Se ha insistido en la expresión "a dedo" como si fuera algo negativo para decidir nuestro próximo representante de Eurovisión. Es la mejor opción. La más reconfortante. Lo de participar en el festival es algo hemorroidal: es una incomodidad para todos los implicados. El desprestigio de la música española entre los eurofans es tan manifiesto que será cuestión de glaciaciones para que de nuevo seamos tenidos en cuenta entre los vecinos continentales.

Al menos en este año se está trabajando con tiempo. Hacer un buen papel (lo de ganar lo dejamos en el plano de lo fantástico para TVE) consiste en contar con un intérprete de calidad, respaldado de ideas y, confiemos, con una canción que merezca la pena oír, sorprender con una actuación. Es decir, lo contrario a lo sucedido en estos años, como enviar a un novato que pega cortes de manga, una empalagosa parejita de OT o un chaval que acude por renuncia de los favoritos del público y al que se le va empapelando ingredientes, a ver qué pasa. De la expedición de este año el que menos culpa tuvo de estar por debajo del puesto 20º fue del propio Miki.
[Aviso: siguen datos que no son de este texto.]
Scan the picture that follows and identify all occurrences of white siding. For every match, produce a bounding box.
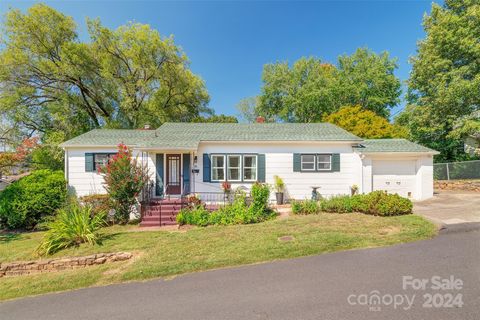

Edurne fue la anterior eurovisiva española elegida "a dedo" y el problema aquí no fue tanto la representante sino la canción. Ié, ié. Para 2020, en Rotterdam (antecedió en tres años a Sevilla en los EMA y triunfó porque es una ciudad espléndida), podría regresar Ruth Lorenzo, que no es mala opción, y que junto a Diana Navarro, otra aspirante, reúnen esas cualidades fundamentales de voz, experiencia y carisma. Así tiene que ser el perfil de quien vaya a partir de ahora, ya sea por designación directa o por un gala de televoto. El camino tenía que haberse persistido desde Pastora Soler y Ruth y nos podríamos haber ahorrado a Barei o a Manel Navarro. El ejemplo cercano de ir seduciendo con constancia año a año es Italia.

Lo de Eurovisión es serio porque es el programa más visto del año y cada país se pone en escaparate ante los demás. Sí, ganar es imposible, pero participar dignamente no es difícil.